Isso ocorre porque existe uma correspondência entre grupamentos de fotorreceptores de um olho que funcionam em correspondência espacial com grupamentos de outro olho. Imagens que chegam aos olhos estimulam grupamentos posicionados na mesma região. Depois de estimuladas; ás células fotorreceptoras enviam seus potenciais de ação de forma a representar essa projeção espacial até o córtex occipital área responsável pelo processamento visual e integração com outros centros cognitivos.
Para entender melhor a correspondência retiniana; imagine que sempre que você quisesse telefonar para um amigo ou parente, você estabelecesse certas regras para iniciar a comunicação que lhe permitisse saber exatamente o posicionamento de seu interlocutor, com ambos virados para o sul, sentados em seu quarto no terceiro andar do seu prédio, que fica no mesmo nível do mar; com ambos vestindo vermelho; etc.
Essas informações permitem que as imagens que chegam ao cérebro carreguem não só características de luminosidade; cor; tamanho; mas igualmente seja uma representação posicional do ambiente. Mas ainda, se objetos de movem no campo visual. Isso só é possível diante de uma citoarquitetura hierarquicamente projetada até o cérebro.
Então, antes de voltar ao nosso candidato a piloto, vamos complicar mais um pouco. Imagine que você observa um ponto no espaço. Seus olhos estão alinhados e você o percebe como único. Uma linha imaginária passa por esse ponto e chega a um grupo celular da sua retina. Outra linha liga esse ponto a grupos celulares correspondentes da outra retina. Ambas as linhas se encontram neste ponto, mas devido à separação entre os olhos, essas linhas se cruzarão neste ponto. Na realidade, se nesse momento você olhar para sua sala de estar e não estiver vendo coisas duplicadas e porque para cada ponto que olhas, essas linhas se cruzam.

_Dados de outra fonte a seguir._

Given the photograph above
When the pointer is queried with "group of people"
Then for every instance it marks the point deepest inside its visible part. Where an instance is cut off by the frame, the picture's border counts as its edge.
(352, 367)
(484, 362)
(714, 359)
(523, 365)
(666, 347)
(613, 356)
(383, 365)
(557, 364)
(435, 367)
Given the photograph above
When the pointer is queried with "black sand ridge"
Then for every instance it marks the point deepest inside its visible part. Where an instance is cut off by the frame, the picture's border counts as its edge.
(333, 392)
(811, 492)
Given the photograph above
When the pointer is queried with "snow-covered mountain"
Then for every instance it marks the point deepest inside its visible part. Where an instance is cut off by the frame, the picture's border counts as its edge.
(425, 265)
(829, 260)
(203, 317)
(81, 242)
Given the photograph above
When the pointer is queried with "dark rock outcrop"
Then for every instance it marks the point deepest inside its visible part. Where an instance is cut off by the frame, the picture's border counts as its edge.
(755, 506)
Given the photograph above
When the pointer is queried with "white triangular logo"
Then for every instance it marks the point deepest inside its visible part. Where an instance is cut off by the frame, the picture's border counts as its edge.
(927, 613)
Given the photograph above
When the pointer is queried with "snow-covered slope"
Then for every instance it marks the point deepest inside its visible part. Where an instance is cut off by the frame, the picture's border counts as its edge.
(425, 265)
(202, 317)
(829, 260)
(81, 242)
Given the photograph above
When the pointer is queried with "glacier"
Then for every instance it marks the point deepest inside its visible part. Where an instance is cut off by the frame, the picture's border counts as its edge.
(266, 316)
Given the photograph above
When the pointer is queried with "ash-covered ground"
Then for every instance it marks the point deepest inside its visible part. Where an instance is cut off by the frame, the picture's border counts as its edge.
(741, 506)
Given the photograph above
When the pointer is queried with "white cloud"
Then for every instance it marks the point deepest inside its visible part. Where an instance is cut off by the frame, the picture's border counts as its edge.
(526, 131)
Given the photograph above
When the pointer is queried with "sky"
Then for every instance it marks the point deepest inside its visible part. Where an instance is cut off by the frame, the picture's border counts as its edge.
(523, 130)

Você já percebeu que para qualquer ponto que olhar esse ponto único está lá. Agora imagine a união de todos esses pontos formando um plano, na verdade formando uma superfície imaginária tridimensional onde todos os pontos são percebidos como único – esse plano no espaço se chama horóptero.
Uma nuvem de pontos no espaço está ao redor do horóptero e também são percebidos como únicos. Essa região do espaço é chamada de área de Panun, a diferença que essa região fornece a sensação de visão única.
Agora realize o seguinte experimento. Pegue um lápis e estique seu braço de modo que o lápis fique na vertical. Do mesmo modo com a mão esquerda pegue outro lápis e deixe-o a meia distância entre o da mão direita, mas no mesmo eixo de visão e tente sobrepor-los. Você instintivamente tenta fechar um dos olhos. Com os dois olhos abertos você percebera um deles sempre duplo. Essa e a diplopia fisiológica e estimula áreas não correspondes, mas muito próximas.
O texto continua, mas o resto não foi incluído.